The tally for AIG is now $175 billion with no end in sight. AIG placed bets on derivative trades that it could not possibly pay off if it lost. This is called fraud. These bad bets were big enough to bring down the financial system. Obama would have more credibility if his administration were seeking to prosecute these criminal acts.
I guess Citigroup is too politically well connected to fail. Why is not Robert Ruben the target of Obama’s ire? He realized $128 million in compensation, but is being allowed to simply walk away as billions more are pumped into the Citigroup carcass. Citigroup is not the first meltdown with which Ruben has been associated.

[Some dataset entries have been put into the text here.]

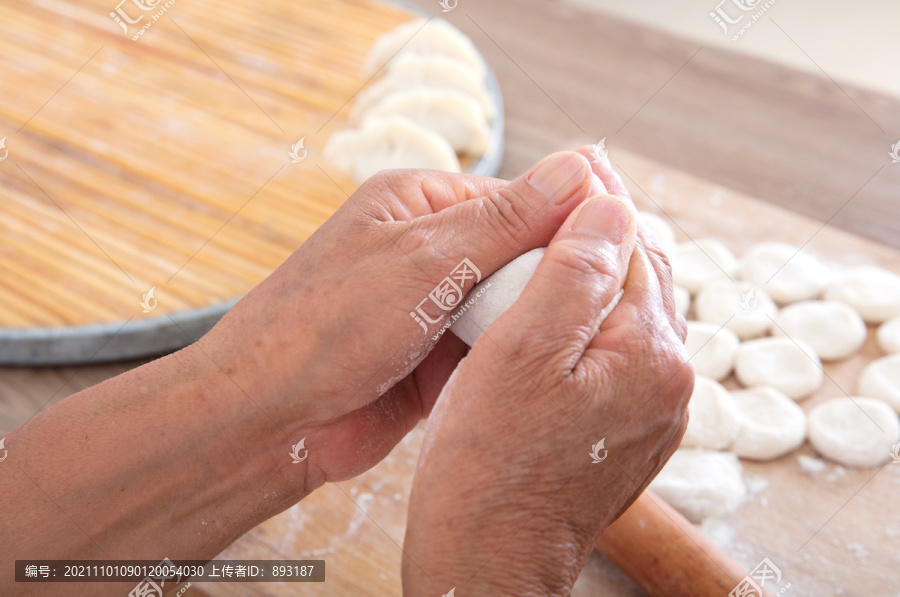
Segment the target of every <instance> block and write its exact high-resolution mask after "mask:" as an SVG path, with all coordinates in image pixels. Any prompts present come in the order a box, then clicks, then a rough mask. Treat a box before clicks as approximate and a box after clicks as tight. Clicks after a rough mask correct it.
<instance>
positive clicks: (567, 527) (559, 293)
mask: <svg viewBox="0 0 900 597" xmlns="http://www.w3.org/2000/svg"><path fill="white" fill-rule="evenodd" d="M582 151H583V152H584V151H585V150H582ZM593 168H594V173H595V175H597V177H598V178H599V179H600V180H602V181H603V183H604V184H603V186H605V187H608V188H609V189H610V191H611V192H615V193H617V194H618V195H619V197H614V196H609V195H601V196H598V197H595V198H593V199H591V200H590V201H589V202H587V203H585V204H584V205H582V206H581V207H580V208H578V209H576V210H575V212H574V213H572V214H571V215H570V216H569V218H568V219H567V220H566V222H565V223H564V224H563V226H562V228H561V229H560V230H559V232H558V233H557V234H556V236H555V237H554V239H553V241H552V242H551V243H550V246H549V248H548V249H547V252H546V254H545V256H544V258H543V260H542V261H541V263H540V265H539V267H538V269H537V271H536V272H535V275H534V277H533V278H532V280H531V281H530V282H529V284H528V286H527V287H526V289H525V291H524V292H523V294H522V296H521V297H520V298H519V300H518V301H517V302H516V303H515V304H514V305H513V307H512V308H511V309H510V310H509V311H508V312H507V313H506V314H504V315H503V316H502V317H501V318H500V319H498V320H497V321H496V322H495V323H494V324H493V325H492V326H490V327H489V328H488V329H487V330H486V331H485V333H484V334H483V335H482V337H481V338H479V340H478V341H477V342H476V343H475V345H474V346H473V348H472V350H471V352H470V353H469V355H468V356H467V357H466V358H465V359H464V360H463V361H462V362H461V363H460V365H459V367H458V368H457V370H456V371H455V372H454V374H453V376H452V377H451V379H450V380H449V381H448V382H447V384H446V386H445V387H444V390H443V392H442V393H441V395H440V398H439V399H438V401H437V403H436V405H435V407H434V411H433V413H432V414H431V416H430V417H429V420H428V423H427V426H426V438H425V443H424V445H423V448H422V453H421V455H420V458H419V464H418V467H417V470H416V475H415V478H414V484H413V492H412V497H411V501H410V510H409V518H408V524H407V534H406V541H405V545H404V554H405V558H404V563H403V579H404V590H405V594H408V595H432V594H433V595H440V594H445V593H447V592H448V591H449V590H450V589H451V588H453V587H457V588H458V592H459V593H460V594H474V595H483V594H490V595H517V596H522V595H568V594H569V591H570V590H571V588H572V585H573V584H574V582H575V579H576V578H577V576H578V573H579V571H580V570H581V567H582V565H583V563H584V560H585V559H586V558H587V556H588V555H589V554H590V551H591V549H592V547H593V545H594V543H595V541H596V539H597V538H598V537H599V535H600V534H601V533H602V532H603V530H604V529H605V528H606V526H607V525H608V524H609V523H611V522H612V521H613V520H615V519H616V518H617V517H618V516H619V514H621V513H622V512H623V511H624V510H625V509H626V508H627V507H628V506H629V505H630V504H631V502H632V501H633V500H634V499H636V497H637V496H638V495H639V494H640V493H641V492H642V491H643V489H644V488H645V487H646V486H647V484H648V483H649V482H650V480H651V479H652V478H653V477H654V476H655V475H656V473H657V472H658V471H659V470H660V469H661V467H662V466H663V464H664V463H665V462H666V461H667V460H668V458H669V456H670V455H671V454H672V452H674V450H675V449H676V448H677V446H678V444H679V442H680V439H681V436H682V435H683V433H684V429H685V427H686V424H687V414H686V405H687V401H688V399H689V397H690V394H691V390H692V387H693V372H692V370H691V368H690V366H689V365H687V364H686V362H687V355H686V353H685V351H684V346H683V339H684V335H685V324H684V320H683V318H680V316H678V315H676V314H675V311H674V306H673V305H674V301H673V300H672V296H671V281H670V272H669V269H668V265H667V263H666V261H665V258H664V257H663V256H662V254H661V253H659V252H658V249H656V248H655V243H653V241H652V239H651V238H650V237H649V235H647V234H646V233H645V232H643V231H641V232H638V230H637V226H636V224H635V212H634V208H633V205H632V204H631V201H630V199H629V198H628V197H627V191H625V189H624V185H622V184H621V180H620V179H618V177H617V176H616V175H615V173H614V172H613V171H612V168H611V166H610V165H609V163H608V162H595V163H594V164H593ZM623 287H624V291H625V294H624V296H623V297H622V300H621V301H620V303H619V305H618V306H617V307H616V308H615V310H613V312H612V313H611V314H610V315H609V317H608V318H607V319H606V321H605V322H604V323H603V324H602V326H601V327H600V330H599V333H597V328H596V320H597V316H598V314H599V313H600V312H601V310H602V309H603V308H604V307H605V306H606V305H607V304H608V303H609V302H610V301H611V300H612V298H613V297H614V296H615V295H616V294H617V293H618V292H619V290H620V289H621V288H623ZM601 439H605V444H606V445H605V449H606V450H608V452H604V451H603V450H602V449H601V450H600V456H601V457H602V456H603V455H606V456H607V457H606V458H605V459H604V460H603V461H602V462H598V463H594V462H592V459H591V457H590V456H589V452H590V451H591V446H592V445H594V444H596V443H597V442H598V441H600V440H601Z"/></svg>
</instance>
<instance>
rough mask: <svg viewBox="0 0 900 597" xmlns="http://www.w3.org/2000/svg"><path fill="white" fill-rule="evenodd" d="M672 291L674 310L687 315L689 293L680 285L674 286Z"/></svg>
mask: <svg viewBox="0 0 900 597" xmlns="http://www.w3.org/2000/svg"><path fill="white" fill-rule="evenodd" d="M672 292H673V293H674V295H675V310H676V311H677V312H679V313H681V314H682V315H684V316H685V317H687V312H688V311H690V309H691V293H690V292H688V291H687V288H682V287H681V286H674V287H673V288H672Z"/></svg>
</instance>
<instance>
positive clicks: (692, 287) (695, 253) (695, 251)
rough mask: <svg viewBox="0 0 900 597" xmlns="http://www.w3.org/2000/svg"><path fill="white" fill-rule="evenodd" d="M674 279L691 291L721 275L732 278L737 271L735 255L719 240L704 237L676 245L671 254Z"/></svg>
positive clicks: (682, 285) (673, 279)
mask: <svg viewBox="0 0 900 597" xmlns="http://www.w3.org/2000/svg"><path fill="white" fill-rule="evenodd" d="M669 260H670V261H671V264H672V279H673V280H674V281H675V284H676V285H678V286H682V287H684V288H687V289H688V291H689V292H690V293H691V294H694V293H696V292H697V291H699V290H700V287H701V286H703V285H704V284H706V283H707V282H710V281H712V280H715V279H718V278H732V277H734V275H735V272H736V270H737V260H736V259H735V258H734V254H733V253H732V252H731V251H729V250H728V248H727V247H726V246H725V245H723V244H722V243H720V242H719V241H717V240H715V239H712V238H701V239H700V240H698V241H696V242H694V241H690V242H686V243H680V244H677V245H675V248H673V249H672V252H671V253H670V254H669Z"/></svg>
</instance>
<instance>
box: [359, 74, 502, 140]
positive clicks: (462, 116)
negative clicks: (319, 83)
mask: <svg viewBox="0 0 900 597" xmlns="http://www.w3.org/2000/svg"><path fill="white" fill-rule="evenodd" d="M384 116H405V117H406V118H409V119H410V120H412V121H413V122H416V123H418V124H420V125H422V126H424V127H425V128H428V129H431V130H432V131H434V132H436V133H437V134H439V135H441V136H442V137H444V138H445V139H446V140H447V141H449V142H450V145H452V146H453V149H455V150H456V151H458V152H460V153H467V154H469V155H473V156H479V155H482V154H484V152H485V151H487V148H488V140H489V138H490V135H491V130H490V127H489V126H488V123H487V121H486V120H485V118H484V111H483V110H482V108H481V105H479V103H478V102H477V101H476V100H474V99H473V98H472V97H470V96H469V95H467V94H465V93H463V92H461V91H457V90H455V89H429V88H425V87H422V88H416V89H405V90H401V91H395V92H394V93H391V94H389V95H387V96H385V97H384V98H383V99H382V100H381V101H380V102H378V103H377V104H375V105H374V106H372V107H370V108H369V109H368V110H366V119H365V120H364V121H363V123H365V122H367V121H368V119H369V118H373V117H384Z"/></svg>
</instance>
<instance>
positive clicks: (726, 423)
mask: <svg viewBox="0 0 900 597" xmlns="http://www.w3.org/2000/svg"><path fill="white" fill-rule="evenodd" d="M688 411H689V412H690V418H689V420H688V426H687V430H686V431H685V432H684V438H683V439H682V440H681V447H683V448H704V449H706V450H724V449H726V448H728V447H729V446H731V444H732V442H734V438H736V437H737V434H738V431H739V430H740V428H741V419H740V414H739V413H738V410H737V407H736V406H735V405H734V400H733V399H732V398H731V395H730V394H729V393H728V390H726V389H725V386H723V385H722V384H720V383H719V382H717V381H716V380H714V379H710V378H709V377H704V376H702V375H698V376H697V378H696V380H695V381H694V393H693V394H691V401H690V403H689V404H688Z"/></svg>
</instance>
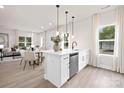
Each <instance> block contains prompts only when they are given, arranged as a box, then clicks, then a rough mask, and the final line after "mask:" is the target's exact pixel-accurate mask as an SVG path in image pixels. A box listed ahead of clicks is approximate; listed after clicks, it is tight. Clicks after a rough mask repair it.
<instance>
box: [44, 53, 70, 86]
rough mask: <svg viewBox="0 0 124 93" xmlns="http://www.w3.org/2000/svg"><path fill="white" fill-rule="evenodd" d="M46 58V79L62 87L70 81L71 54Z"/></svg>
mask: <svg viewBox="0 0 124 93" xmlns="http://www.w3.org/2000/svg"><path fill="white" fill-rule="evenodd" d="M44 56H45V60H44V61H45V62H44V63H45V64H44V65H45V66H44V67H45V79H47V80H49V81H50V82H51V83H53V84H54V85H55V86H56V87H61V86H62V85H63V84H64V83H65V82H66V81H67V80H68V79H69V54H66V55H51V54H44Z"/></svg>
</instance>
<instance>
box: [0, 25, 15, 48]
mask: <svg viewBox="0 0 124 93" xmlns="http://www.w3.org/2000/svg"><path fill="white" fill-rule="evenodd" d="M0 33H7V34H8V36H9V47H13V45H15V44H16V31H14V30H11V29H6V28H2V27H1V28H0Z"/></svg>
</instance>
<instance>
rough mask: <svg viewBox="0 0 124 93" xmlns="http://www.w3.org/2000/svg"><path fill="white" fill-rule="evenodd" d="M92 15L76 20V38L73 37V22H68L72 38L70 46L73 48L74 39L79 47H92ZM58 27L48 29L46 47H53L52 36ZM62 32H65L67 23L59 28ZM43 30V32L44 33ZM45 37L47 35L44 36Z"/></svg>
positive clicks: (75, 24) (89, 47) (71, 39)
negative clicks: (90, 42)
mask: <svg viewBox="0 0 124 93" xmlns="http://www.w3.org/2000/svg"><path fill="white" fill-rule="evenodd" d="M91 23H92V20H91V17H87V18H85V19H82V20H79V21H75V23H74V36H75V37H74V39H72V38H71V34H72V24H71V23H70V24H68V32H69V33H70V37H69V38H70V40H69V48H71V43H72V41H77V43H78V46H77V47H78V48H80V49H85V48H89V49H90V47H91V45H90V44H91V43H90V42H91V38H90V37H91V28H92V27H91ZM55 32H56V28H55V29H52V30H48V31H46V38H44V39H45V42H46V49H52V48H53V42H52V41H51V37H52V36H55ZM59 32H60V33H65V25H64V26H62V27H60V28H59ZM44 33H45V32H43V33H42V34H44ZM43 37H45V36H43Z"/></svg>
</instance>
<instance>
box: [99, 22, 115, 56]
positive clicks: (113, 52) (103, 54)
mask: <svg viewBox="0 0 124 93" xmlns="http://www.w3.org/2000/svg"><path fill="white" fill-rule="evenodd" d="M113 25H114V26H115V34H116V24H107V25H101V26H100V27H99V28H98V31H97V41H98V42H97V43H98V44H97V51H98V55H105V56H113V55H114V52H115V36H116V35H115V36H114V39H102V40H100V38H99V37H100V36H99V30H100V29H102V28H105V27H107V26H113ZM101 41H105V42H109V41H114V49H113V50H114V51H113V54H103V53H100V49H99V47H100V45H99V42H101Z"/></svg>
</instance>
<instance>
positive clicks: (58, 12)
mask: <svg viewBox="0 0 124 93" xmlns="http://www.w3.org/2000/svg"><path fill="white" fill-rule="evenodd" d="M59 7H60V6H59V5H56V8H57V22H56V23H57V31H56V35H59Z"/></svg>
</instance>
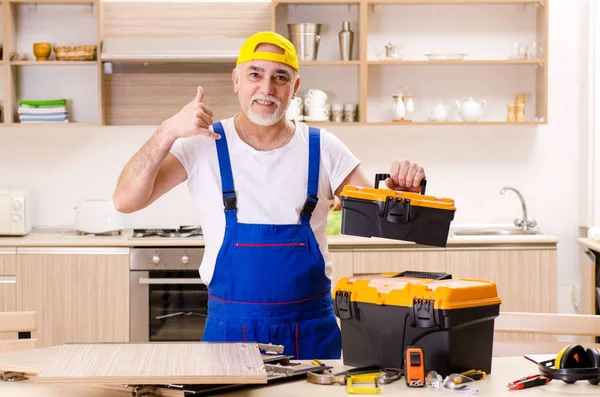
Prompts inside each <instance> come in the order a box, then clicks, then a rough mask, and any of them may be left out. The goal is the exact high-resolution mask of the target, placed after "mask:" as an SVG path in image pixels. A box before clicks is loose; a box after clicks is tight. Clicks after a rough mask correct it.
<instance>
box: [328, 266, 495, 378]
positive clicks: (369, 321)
mask: <svg viewBox="0 0 600 397" xmlns="http://www.w3.org/2000/svg"><path fill="white" fill-rule="evenodd" d="M333 296H334V308H335V313H336V316H337V317H338V318H339V319H340V325H341V331H342V358H343V361H344V364H345V365H350V366H355V367H360V366H367V365H377V366H379V367H380V368H403V366H404V359H405V358H404V353H405V351H406V348H407V347H409V346H414V347H419V348H421V349H422V350H423V356H424V359H423V360H424V366H425V373H428V372H429V371H436V372H437V373H438V374H440V375H443V376H446V375H449V374H451V373H462V372H464V371H468V370H471V369H473V368H477V369H478V370H482V371H485V372H486V373H488V374H489V373H491V371H492V345H493V341H494V319H495V318H496V317H497V316H498V314H499V312H500V303H501V301H500V298H499V297H498V292H497V289H496V285H495V284H494V283H493V282H491V281H483V280H470V279H452V276H451V275H449V274H445V273H428V272H411V271H407V272H403V273H384V274H381V275H372V276H356V277H343V278H341V279H340V280H339V281H338V283H337V285H336V287H335V289H334V291H333Z"/></svg>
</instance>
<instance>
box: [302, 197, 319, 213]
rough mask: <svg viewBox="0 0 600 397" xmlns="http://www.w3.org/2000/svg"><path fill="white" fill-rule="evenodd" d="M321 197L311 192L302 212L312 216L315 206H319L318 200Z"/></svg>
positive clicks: (304, 202) (318, 200)
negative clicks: (317, 203) (313, 193)
mask: <svg viewBox="0 0 600 397" xmlns="http://www.w3.org/2000/svg"><path fill="white" fill-rule="evenodd" d="M318 201H319V198H318V197H317V196H315V195H314V194H310V195H309V196H308V197H307V198H306V201H305V202H304V207H303V208H302V213H303V214H304V215H307V216H311V215H312V213H313V211H314V210H315V208H316V207H317V202H318Z"/></svg>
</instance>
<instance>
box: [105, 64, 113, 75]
mask: <svg viewBox="0 0 600 397" xmlns="http://www.w3.org/2000/svg"><path fill="white" fill-rule="evenodd" d="M104 74H112V62H104Z"/></svg>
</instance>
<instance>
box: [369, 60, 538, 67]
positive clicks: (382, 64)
mask: <svg viewBox="0 0 600 397" xmlns="http://www.w3.org/2000/svg"><path fill="white" fill-rule="evenodd" d="M367 63H368V64H369V65H540V66H544V63H545V62H544V60H543V59H469V60H462V61H460V60H447V61H428V60H393V59H389V60H381V61H368V62H367Z"/></svg>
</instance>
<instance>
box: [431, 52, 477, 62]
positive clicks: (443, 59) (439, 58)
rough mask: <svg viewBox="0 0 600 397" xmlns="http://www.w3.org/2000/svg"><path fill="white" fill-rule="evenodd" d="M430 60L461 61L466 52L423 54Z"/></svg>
mask: <svg viewBox="0 0 600 397" xmlns="http://www.w3.org/2000/svg"><path fill="white" fill-rule="evenodd" d="M424 55H425V56H426V57H427V58H428V59H429V60H430V61H462V60H463V59H464V58H465V57H466V56H467V54H459V53H456V54H455V53H449V54H424Z"/></svg>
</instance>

In 2001, he improperly attempted to get the Treasury Department to intervene with bond rating agencies to prevent a downgrade of Enron’s bonds.
While Obama is raising taxes on the middle class, he and Geithner are the best friends that failed Wall Street executives have ever had.”
On January 29, NLPC asked the Special Inspector General for the Troubled Asset Relief Program (TARP) to investigate the sponsorship of a Congressional junket to the Caribbean by TARP recipient Citigroup. The trip, which violated House Rules, was led by House Ways and Means Chairman Charles Rangel (D-NY).